DIPLOMATIE. Le soutien aux architectes à l'export est mieux organisé outre-manche, pointe l'Afex dans un rapport commandé par le ministère des Affaires étrangères. La France, deuxième en Europe dans le domaine, pourrait mieux mettre son réseau diplomatique au service de cette activité dont les enjeux économiques dépassent le métier d'architecte.
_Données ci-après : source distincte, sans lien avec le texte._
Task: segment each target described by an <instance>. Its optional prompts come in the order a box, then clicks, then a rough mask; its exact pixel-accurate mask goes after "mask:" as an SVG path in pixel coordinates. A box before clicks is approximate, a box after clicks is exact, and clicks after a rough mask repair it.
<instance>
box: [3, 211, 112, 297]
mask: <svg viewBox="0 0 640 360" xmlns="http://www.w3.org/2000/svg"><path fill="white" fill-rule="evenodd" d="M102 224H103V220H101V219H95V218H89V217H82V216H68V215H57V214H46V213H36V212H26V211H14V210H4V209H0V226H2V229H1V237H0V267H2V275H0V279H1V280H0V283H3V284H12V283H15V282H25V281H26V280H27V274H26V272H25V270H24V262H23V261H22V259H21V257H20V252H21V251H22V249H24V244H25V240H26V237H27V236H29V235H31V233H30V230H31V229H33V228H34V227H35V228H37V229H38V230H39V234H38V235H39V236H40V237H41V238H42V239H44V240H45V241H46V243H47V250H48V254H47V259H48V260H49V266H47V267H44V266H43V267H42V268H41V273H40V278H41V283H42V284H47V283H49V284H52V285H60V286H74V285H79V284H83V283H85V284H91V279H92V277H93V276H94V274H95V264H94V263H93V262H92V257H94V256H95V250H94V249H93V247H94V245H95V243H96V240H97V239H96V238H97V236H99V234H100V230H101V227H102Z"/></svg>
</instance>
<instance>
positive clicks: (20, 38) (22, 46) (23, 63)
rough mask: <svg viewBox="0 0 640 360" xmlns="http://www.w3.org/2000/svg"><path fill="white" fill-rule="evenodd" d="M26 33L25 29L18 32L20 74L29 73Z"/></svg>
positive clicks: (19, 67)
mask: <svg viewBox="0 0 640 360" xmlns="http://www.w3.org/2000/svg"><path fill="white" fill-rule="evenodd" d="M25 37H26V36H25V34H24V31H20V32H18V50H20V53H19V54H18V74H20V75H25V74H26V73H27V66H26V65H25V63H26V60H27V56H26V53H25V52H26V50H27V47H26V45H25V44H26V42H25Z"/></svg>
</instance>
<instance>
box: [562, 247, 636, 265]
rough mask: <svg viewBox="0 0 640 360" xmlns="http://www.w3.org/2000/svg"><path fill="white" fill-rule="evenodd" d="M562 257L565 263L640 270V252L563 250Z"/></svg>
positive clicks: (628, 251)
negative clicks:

L'Afex, association des Architectes français à l'export, vient de livrer les résultats d'une étude qui dresse le bilan et les perspectives des performances des architectes français à l'export. Elle a été réalisée pour le compte du ministère des Affaires étrangères dans le cadre du Comarex (Comité interministériel pour l'exportation de l'architecture), relancé en 2021 par les ministères des Affaires étrangères, de la Culture, de la Transition écologique, et de l'Economie. Cette étude propose à la fois des données chiffrées et des analyses qualitatives et débouche sur une série propositions pour renforcer la présence des architectes français à l'international. Elle sera officiellement diffusée au début de l'été.

 

Lucie Courcet, autrice de l'étude, a rappelé des chiffres déjà connus : seulement 4,2% du chiffre d'affaires des quelque 30.000 architectes français est réalisée à l'export, une part en croissance constante cependant, puisqu'il était de 2,2% en 1992, et qui reste le fait d'un très peti nombre d'agences, puisque seules 2,6% des agences exportent. Il s'agit, explique l'autrice, "soit d'agences de taille importante, ayant une activité généraliste", parmi lesquelles ont trouve "les architectes stars, très bien identifiés mais très peu nombreux", soit de petites agences, sur des marchés de niche, tels que les établissements de santé ou les infrastructures de pointe.

 

Si les architectes qui travaillent à l'export apprécient "la possibilité d'exercer leur talent de manière plus libre", les agences françaises souffrent de plusieurs handicaps que tente d'identifier le rapport : problèmes de trésorerie et d'effectifs permettant de prospecter, mais aussi absence de stratégie, explique Lucie Courcet, entre défaut de ciblage géographique, de projection dans le temps, ou encore de comptabilité analytique.

 

"Monter une Riba à la française"

 

Les architectes français sont recherchés à l'étranger principalement pour les grands équipements, notamment culturels, ou des projets d'aménagement urbain durables, pour lesquels ils sont réputés. Les architectes français occupent la deuxième place du podium européen de l'exportation, derrière le Royaume-Uni, historiquement très dynamique (14% du chiffre d'affaires des agences se ferait à l'export). La structure de promotion et d'assistance à l'export, le Riba (Royal Institute of British Architects) paraît à l'Afex particulièrement efficace dans la réalisation de ses missions.

 

Madeleine Houbart, secrétaire générale de l'Afex, a pointé le besoin de "monter une Riba à la française", en faisant évoluer l'Afex pour en faire un véritable "centre de ressources sur l'export, avec diffusion systématique à tous les architectes des appels d'offre, formation à l'international, promotion de l'architecture, ou encore l'organisation de stages internationaux obligatoires".

 

Agir de concert avec le réseau diplomatique

 

Dans la même dynamique, le rapport préconise de "sensibiliser les agents publics à l'étranger" sur les enjeux de l'exportation de l'architecture française, et de promouvoir la diplomatie architecturale. Pour Brice Piechaczyk, vice-président de l'Afex, l'objectif est "d'activer tout le réseau diplomatique français qui est l'un des plus dense du monde, pour promouvoir l'architecture". L'Afex souhaite à l'avenir "coordonner [ses] incitations à la prospection avec la diplomatie". De ce point de vue, la réactivation du Comarex montre, selon lui, que "cette stratégie est connexe du plan de relance, parce que l'écosystème qui accompagne l'architecte a un poids économique important, vu le rôle prescripteur de l'architecte", et ce "en dépit du CA assez faible" de la profession proprement dite.

 

Parmi les autres préconisations du rapport, la secrétaire générale a relevé le besoin de "renforcer les liens avec Business France" et d'améliorer la coordination avec cette structure de promotion des entreprises françaises à l'export. Elle attend également beaucoup des VIE (volontariats internationaux en entreprise) dits "filière", qui doivent être lancés prochainement par le gouvernement, et dont la profession devrait pouvoir bénéficier. Enfin, l'Afex suggère de "développer les initiatives d'accueil de professionnels étranger dans des agences françaises et d'engager une réciprocité" : "c'est très intéressant", explique Madeleine Houbart, "pour pénétrer les marchés et mieux les connaître" ; et les architectes étrangers ayant travaillé en agences françaises "sont les meilleurs ambassadeurs de l'architecture française". De ce point de vue les architectes africains sont "la prochaine cible".